Boogaard held himself together after the alleged verbal abuse by fans during the playoffs. He posted on Twitter about fans heckling him about his brother, but posted no real reaction to it.
According to Boogaard, only "a couple guys" participated in the heckling, which was denounced by other Thunder fans on message boards following the series.
"I would just hear, ‘Your brother, blah, blah, blah,’ and I would see people against the glass pretending to snort (cocaine). Our trainer ... sat down beside me on the bench the whole time anybody would say something.

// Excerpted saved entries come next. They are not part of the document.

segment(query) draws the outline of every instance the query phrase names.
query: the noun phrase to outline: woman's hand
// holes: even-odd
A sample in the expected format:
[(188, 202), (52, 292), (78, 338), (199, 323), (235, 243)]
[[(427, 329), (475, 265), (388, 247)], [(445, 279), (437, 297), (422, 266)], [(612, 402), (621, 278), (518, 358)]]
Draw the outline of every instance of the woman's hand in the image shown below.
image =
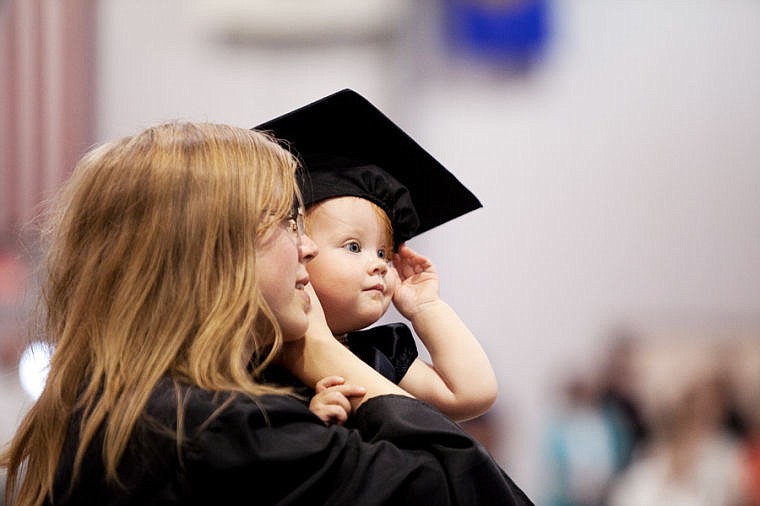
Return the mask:
[[(319, 302), (319, 298), (317, 297), (314, 288), (311, 286), (311, 284), (308, 284), (304, 287), (304, 290), (309, 295), (309, 300), (311, 303), (309, 312), (307, 314), (309, 319), (309, 327), (306, 330), (306, 335), (303, 337), (303, 339), (285, 341), (282, 345), (282, 348), (280, 349), (280, 353), (276, 358), (276, 362), (282, 367), (288, 369), (299, 379), (301, 379), (301, 381), (304, 381), (304, 383), (306, 383), (308, 386), (314, 388), (314, 383), (306, 382), (303, 374), (304, 353), (307, 349), (305, 341), (306, 339), (335, 341), (335, 338), (333, 337), (332, 332), (330, 332), (330, 328), (327, 326), (325, 312), (322, 309), (322, 304)], [(316, 378), (314, 381), (316, 381)]]
[(316, 395), (309, 402), (309, 409), (326, 425), (343, 425), (351, 413), (351, 397), (361, 397), (364, 387), (346, 385), (340, 376), (328, 376), (317, 382)]
[(349, 400), (354, 411), (363, 402), (378, 395), (410, 396), (404, 389), (362, 362), (333, 337), (317, 294), (311, 285), (306, 285), (306, 290), (311, 298), (309, 328), (303, 339), (284, 343), (278, 362), (305, 385), (315, 390), (317, 383), (328, 376), (340, 376), (350, 385), (362, 385), (359, 387), (364, 389), (361, 393), (359, 390), (337, 389)]

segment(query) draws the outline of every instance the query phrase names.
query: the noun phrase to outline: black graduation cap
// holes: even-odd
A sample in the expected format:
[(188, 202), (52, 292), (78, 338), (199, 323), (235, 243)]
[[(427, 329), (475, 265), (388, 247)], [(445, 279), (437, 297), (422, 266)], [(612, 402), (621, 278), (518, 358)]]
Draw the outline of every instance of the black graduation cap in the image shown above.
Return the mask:
[(357, 196), (378, 204), (396, 245), (482, 207), (453, 174), (367, 99), (344, 89), (262, 123), (296, 155), (309, 206)]

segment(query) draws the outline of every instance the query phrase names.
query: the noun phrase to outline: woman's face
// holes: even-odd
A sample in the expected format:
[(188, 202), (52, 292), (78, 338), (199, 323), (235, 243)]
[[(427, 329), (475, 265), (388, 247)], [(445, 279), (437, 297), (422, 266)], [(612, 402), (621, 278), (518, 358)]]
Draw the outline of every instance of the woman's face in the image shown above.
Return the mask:
[(301, 234), (295, 220), (284, 220), (274, 227), (257, 250), (256, 275), (261, 294), (285, 340), (303, 337), (309, 325), (311, 301), (304, 291), (309, 283), (306, 263), (316, 254), (316, 244)]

Anytime somebody would pipe up, he’d get in my ear to drown it out."
Boogaard said he isn’t holding the actions of a small number of Thunder fans against the rest.
• • •
The legal fallout from Derek’s death still isn’t complete — the Boogaard family filed a lawsuit against the NHL Players Association last month, seeking $9.8 million in damages and alleging the union was negligent in failing to file a grievance against the Rangers seeking the remaining $5 million on Derek’s contract.
The emotional fallout will likely never subside for 26-year-old Aaron Boogaard, but the Thunder offers him a fresh start. Playing for coach Kevin McClelland, Boogaard will have a leader who was also known for fighting.
Last season, Boogaard tallied 129 penalty minutes in 56 games. He won’t stop fighting.
"It’s just something you know," Boogaard said. "It’s just something you’ve been doing."